FlowDeploy clusters use a shared file system. To reference a file in the shared file system from the Python package, you need to a fd:// prefix – e.g. fd://shared/file.txt.

You can access the shared file system, but sometimes it's easier to import and export files from somewhere else, like S3. The inputs parameter is used to import files, and the export_location parameter is used to export files.

FlowDeploy automatically checkpoints your run with the workflow manager, and resumes from the last checkpoint if a run fails. The workflow manager (e.g. Nextflow) determines what can be resumed – usually by checking input files and parameters. You can set the run_location parameter to demarcate runs.

The run_location is also used as the starting point for any relative file paths used in the pipeline.

Raw arguments for the workflow manager are set with cli_args.

Commands

flowdeploy set-key

Authorizes your environment by setting your FlowDeploy key in an environment configuration file.

flowdeploy_key (required)

Define your FlowDeploy key here.

Example usage

flowdeploy set-key YOUR_FLOWDEPLOY_KEY_HERE

--config, -c (optional)

Specify the path to the configuration file where the key should be set. It defaults to ~/.zshenv on macOS and ~/.bashrc on Linux.

Example usage
flowdeploy set-key YOUR_FLOWDEPLOY_KEY_HERE --config /path/to/config

flowdeploy run

Use flowdeploy run [parameters] to spawn a new pipeline.

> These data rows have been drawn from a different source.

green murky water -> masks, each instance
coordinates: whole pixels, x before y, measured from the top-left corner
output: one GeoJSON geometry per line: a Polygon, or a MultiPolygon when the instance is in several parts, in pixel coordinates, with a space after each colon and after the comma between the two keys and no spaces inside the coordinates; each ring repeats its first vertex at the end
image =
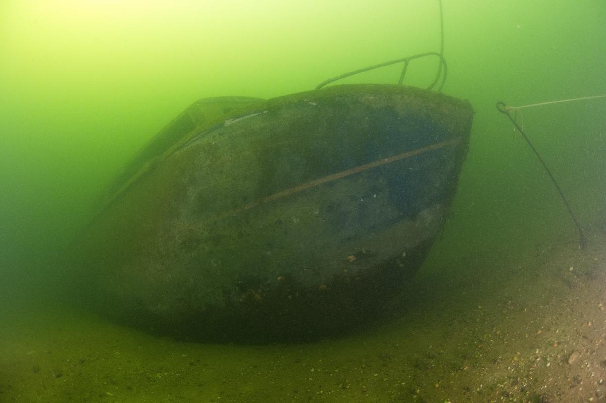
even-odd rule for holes
{"type": "MultiPolygon", "coordinates": [[[[402,349],[430,344],[428,329],[457,326],[436,314],[442,293],[453,291],[445,284],[470,276],[498,283],[507,277],[503,266],[576,241],[553,185],[495,102],[606,94],[601,2],[443,5],[444,92],[469,100],[476,115],[452,217],[419,275],[425,297],[408,297],[417,307],[399,324],[313,345],[247,347],[156,339],[55,305],[56,292],[70,284],[53,259],[120,168],[192,102],[284,95],[438,51],[438,2],[3,2],[0,344],[22,350],[0,360],[0,401],[415,401],[414,390],[381,384],[408,388],[408,381],[377,369],[402,349]],[[424,319],[426,305],[437,323],[424,319]]],[[[406,84],[427,85],[435,64],[413,63],[406,84]]],[[[391,83],[398,75],[394,67],[345,82],[391,83]]],[[[587,228],[606,217],[605,111],[606,99],[524,111],[527,134],[587,228]]],[[[454,358],[441,362],[454,367],[465,355],[447,352],[454,358]]],[[[431,361],[424,359],[402,362],[398,373],[422,378],[431,361]]]]}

workflow_manager (required)

The workflow manager to run the pipeline. Supports snakemake and nextflow.

Example usage
flowdeploy run snakemake [..]

pipeline (required)

The name of the pipeline.

Example usage
flowdeploy run nextflow nf-core/fetchngs [..]

--release, -r (required if --branch is not set)

The git release to use for execution of the pipeline. Either --release or --branch must be set.

Example usage
flowdeploy run [..] --release 1.10.0

--branch, -r (required if --release is not set)

The git branch to use for execution of the pipeline. Either --release or --branch must be set.

Example usage
flowdeploy run [..] --branch main

--outdir, -o (required, nextflow only)

Set the output directory to store the results from the pipeline run. Note that the path must be a FlowDeploy file path.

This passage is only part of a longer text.